BRA, neighborhood council discuss plans for Rox parcels
Yawu Miller | 4/16/2009, 10:55 a.m.
When the United House of Prayer sought the right to develop housing and a church on the vacant land at Washington Street and Melnea Cass Boulevard in 1994, city officials questioned their ability to finance the project.
Offended by the slight, the church officials headed uptown to Seaver Street, pumping $18 million into the former Elma Lewis School of Fine Arts.
In the 13 years since, the biggest developments on Parcels 8, 9 and 10 have been the temporary storage of construction debris, a canine day care center and the profusion of weeds in the summer that transform the lots into a sort of urban wilderness.
All that may change in the coming year. About 60 people turned out last Saturday for a meeting at the Boston Water and Sewer Commission to plan the development of Parcels 8, 9 and 10.
Those present at the Boston Redevelopment Authority (BRA) meeting included architects, developers, abutters and members of the Roxbury Neighborhood Council.
Participants in the three-hour planning session discussed a mix of retail and housing on the parcels. BRA Senior Architect John Dalzell urged community members to think of development in the context of housing, transportation and commercial uses in the surrounding area.
In Dudley Square, Roxbury’s public transit hub, tens of millions of dollars in federal and local investment have brought many of Roxbury’s major buildings back from the brink.
Dudley Square is in the midst of a development boom, with a new Area B police headquarters planned and new commercial and residential development in the works. The city is moving forward with its planned municipal services building on the site of the Ferdinand’s building.

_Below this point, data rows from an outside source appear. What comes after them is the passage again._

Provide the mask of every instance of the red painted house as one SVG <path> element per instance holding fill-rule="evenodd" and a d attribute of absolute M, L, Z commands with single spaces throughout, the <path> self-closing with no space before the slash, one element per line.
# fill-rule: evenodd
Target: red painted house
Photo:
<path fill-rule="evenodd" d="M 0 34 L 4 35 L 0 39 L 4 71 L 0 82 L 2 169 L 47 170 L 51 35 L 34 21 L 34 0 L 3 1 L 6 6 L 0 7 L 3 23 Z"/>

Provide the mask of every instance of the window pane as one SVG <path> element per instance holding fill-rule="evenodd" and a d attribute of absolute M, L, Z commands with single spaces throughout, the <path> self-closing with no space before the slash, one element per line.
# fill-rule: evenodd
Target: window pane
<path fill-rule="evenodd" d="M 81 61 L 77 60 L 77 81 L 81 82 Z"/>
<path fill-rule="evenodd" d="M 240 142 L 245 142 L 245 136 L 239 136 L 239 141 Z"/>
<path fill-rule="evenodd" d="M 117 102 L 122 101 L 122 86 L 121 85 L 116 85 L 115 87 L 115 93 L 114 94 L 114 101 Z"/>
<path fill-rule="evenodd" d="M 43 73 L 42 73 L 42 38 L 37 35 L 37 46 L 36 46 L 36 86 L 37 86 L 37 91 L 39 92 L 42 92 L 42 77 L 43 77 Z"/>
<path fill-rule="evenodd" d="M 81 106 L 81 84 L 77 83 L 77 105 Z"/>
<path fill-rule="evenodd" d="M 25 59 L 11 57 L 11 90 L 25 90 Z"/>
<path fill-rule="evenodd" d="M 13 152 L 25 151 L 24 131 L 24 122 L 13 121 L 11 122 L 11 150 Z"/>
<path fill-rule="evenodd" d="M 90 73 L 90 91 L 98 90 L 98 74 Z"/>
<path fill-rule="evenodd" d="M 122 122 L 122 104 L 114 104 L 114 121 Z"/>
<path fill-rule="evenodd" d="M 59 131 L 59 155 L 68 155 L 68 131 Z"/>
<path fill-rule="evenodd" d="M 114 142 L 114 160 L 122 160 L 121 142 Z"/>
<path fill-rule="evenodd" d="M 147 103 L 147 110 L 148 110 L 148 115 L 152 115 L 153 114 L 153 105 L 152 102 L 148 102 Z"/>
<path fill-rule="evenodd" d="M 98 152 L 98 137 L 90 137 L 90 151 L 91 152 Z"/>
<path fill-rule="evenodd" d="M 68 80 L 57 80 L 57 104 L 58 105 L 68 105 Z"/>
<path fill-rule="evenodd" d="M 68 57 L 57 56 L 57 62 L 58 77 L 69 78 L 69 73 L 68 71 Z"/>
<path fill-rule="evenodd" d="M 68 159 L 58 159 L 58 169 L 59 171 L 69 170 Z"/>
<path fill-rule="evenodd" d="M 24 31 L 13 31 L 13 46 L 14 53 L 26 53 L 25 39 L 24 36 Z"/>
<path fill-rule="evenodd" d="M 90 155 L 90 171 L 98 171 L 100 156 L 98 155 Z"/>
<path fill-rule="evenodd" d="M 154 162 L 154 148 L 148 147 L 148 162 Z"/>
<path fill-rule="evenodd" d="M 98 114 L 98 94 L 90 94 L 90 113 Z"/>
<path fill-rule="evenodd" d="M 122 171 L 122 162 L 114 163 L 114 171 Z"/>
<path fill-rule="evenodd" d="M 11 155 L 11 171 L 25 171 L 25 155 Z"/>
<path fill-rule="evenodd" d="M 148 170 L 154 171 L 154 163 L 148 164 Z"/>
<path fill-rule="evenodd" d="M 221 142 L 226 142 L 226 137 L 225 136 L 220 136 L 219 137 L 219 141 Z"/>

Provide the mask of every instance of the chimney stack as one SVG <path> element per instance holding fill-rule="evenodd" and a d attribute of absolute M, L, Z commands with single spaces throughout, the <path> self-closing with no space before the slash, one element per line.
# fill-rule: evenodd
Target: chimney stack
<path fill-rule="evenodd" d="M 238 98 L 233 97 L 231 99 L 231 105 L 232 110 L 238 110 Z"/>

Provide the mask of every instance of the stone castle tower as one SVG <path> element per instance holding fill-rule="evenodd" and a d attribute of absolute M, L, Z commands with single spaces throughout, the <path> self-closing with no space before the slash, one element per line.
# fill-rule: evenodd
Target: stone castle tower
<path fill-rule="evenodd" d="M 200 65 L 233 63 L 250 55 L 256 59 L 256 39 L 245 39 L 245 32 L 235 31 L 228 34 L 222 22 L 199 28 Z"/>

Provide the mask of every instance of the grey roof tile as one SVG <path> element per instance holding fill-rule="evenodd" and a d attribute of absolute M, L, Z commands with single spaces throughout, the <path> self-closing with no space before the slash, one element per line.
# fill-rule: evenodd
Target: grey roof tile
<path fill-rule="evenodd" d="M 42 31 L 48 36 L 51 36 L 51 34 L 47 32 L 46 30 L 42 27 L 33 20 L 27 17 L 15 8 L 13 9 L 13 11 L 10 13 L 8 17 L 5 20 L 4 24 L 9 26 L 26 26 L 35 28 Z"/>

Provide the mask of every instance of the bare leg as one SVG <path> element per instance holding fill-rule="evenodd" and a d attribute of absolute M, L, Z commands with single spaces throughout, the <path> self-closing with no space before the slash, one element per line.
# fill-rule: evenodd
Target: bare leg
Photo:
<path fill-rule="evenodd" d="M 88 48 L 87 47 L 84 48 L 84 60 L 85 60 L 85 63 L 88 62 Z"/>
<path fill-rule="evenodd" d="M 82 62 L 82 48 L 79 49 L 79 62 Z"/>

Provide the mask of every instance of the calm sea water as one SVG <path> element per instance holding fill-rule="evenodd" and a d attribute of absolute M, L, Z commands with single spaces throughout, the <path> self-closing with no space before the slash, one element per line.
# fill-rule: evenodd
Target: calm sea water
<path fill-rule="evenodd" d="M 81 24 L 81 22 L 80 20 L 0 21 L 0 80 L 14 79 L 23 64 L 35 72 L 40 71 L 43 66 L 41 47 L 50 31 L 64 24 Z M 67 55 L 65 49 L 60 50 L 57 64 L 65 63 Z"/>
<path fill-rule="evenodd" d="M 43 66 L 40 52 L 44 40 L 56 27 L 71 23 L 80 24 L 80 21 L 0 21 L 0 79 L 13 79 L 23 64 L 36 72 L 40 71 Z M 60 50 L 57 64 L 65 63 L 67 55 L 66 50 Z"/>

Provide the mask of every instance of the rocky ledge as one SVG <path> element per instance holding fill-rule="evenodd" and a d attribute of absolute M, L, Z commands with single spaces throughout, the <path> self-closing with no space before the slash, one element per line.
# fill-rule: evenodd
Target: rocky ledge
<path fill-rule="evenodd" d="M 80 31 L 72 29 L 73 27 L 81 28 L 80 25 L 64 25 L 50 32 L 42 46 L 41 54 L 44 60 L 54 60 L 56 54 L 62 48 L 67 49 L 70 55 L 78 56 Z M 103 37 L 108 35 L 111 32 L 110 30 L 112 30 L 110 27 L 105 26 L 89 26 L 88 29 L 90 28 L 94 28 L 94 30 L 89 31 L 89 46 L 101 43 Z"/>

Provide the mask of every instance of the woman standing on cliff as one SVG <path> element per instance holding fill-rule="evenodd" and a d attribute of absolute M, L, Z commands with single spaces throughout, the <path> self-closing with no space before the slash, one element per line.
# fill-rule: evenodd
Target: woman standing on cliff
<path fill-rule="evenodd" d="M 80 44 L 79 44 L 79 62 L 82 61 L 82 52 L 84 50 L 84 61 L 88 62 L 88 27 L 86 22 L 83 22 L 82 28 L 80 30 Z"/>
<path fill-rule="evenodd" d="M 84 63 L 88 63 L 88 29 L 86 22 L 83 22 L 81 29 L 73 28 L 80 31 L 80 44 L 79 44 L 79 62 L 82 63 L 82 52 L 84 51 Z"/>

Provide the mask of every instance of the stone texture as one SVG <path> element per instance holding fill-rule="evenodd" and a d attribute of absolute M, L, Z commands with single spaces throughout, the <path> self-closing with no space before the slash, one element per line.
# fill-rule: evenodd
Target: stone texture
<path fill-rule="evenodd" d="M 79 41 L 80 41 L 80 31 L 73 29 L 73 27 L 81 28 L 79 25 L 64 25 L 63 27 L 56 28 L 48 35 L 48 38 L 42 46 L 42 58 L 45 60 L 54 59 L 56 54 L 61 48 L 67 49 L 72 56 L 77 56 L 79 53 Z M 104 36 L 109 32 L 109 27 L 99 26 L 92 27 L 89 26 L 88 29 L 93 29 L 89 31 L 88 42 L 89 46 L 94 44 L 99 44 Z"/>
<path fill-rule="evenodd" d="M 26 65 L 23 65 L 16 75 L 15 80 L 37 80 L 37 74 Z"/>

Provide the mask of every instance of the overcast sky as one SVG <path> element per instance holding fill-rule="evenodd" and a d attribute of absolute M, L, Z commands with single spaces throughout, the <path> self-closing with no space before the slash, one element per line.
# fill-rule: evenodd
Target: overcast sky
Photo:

And after years of community planning, other major vacant parcels in the area are being sold off. On Parcel P3, opposite Boston Police headquarters, a team of developers is planning 300 units of housing, office space, retail and a community cultural center.
Another 300 units of housing are planned for the Bartlett Street bus yard on Washington Street. And in Jackson Square, a team of developers is planning to build 600 units of housing with retail and office space and a community center.
While Dalzell presented scenarios centering on the housing and retail called for in the Roxbury Master Plan, Dudley Square Main Streets Director Joyce Stanley questioned whether those uses would be appropriate, given the nearly 1,000 units in the pipeline in the nearby developments, the declining housing market and what she described as a sluggish market for retail space in Dudley Square.
“We have too much going on right now in a difficult economic climate,” Stanley said, noting that there have been 10 retail vacancies in Dudley in the last year, more than at any point in the last 10 years.
But state Sen. Dianne Wilkerson, who noted the checkered history of development plans for the parcel in her remarks to the gathering, said the current slump in the housing market would not necessarily inhibit development on Parcels 8,9 and 10.
“The market is tough for some things and good for others,” she said. “The reason why this parcel continues to have potential is because of the activity around it.”
Wilkerson said the parcels could be good for senior housing or retail.
Last Saturday’s planning meeting was the first of three the BRA will hold for Parcels 8, 9 and 10.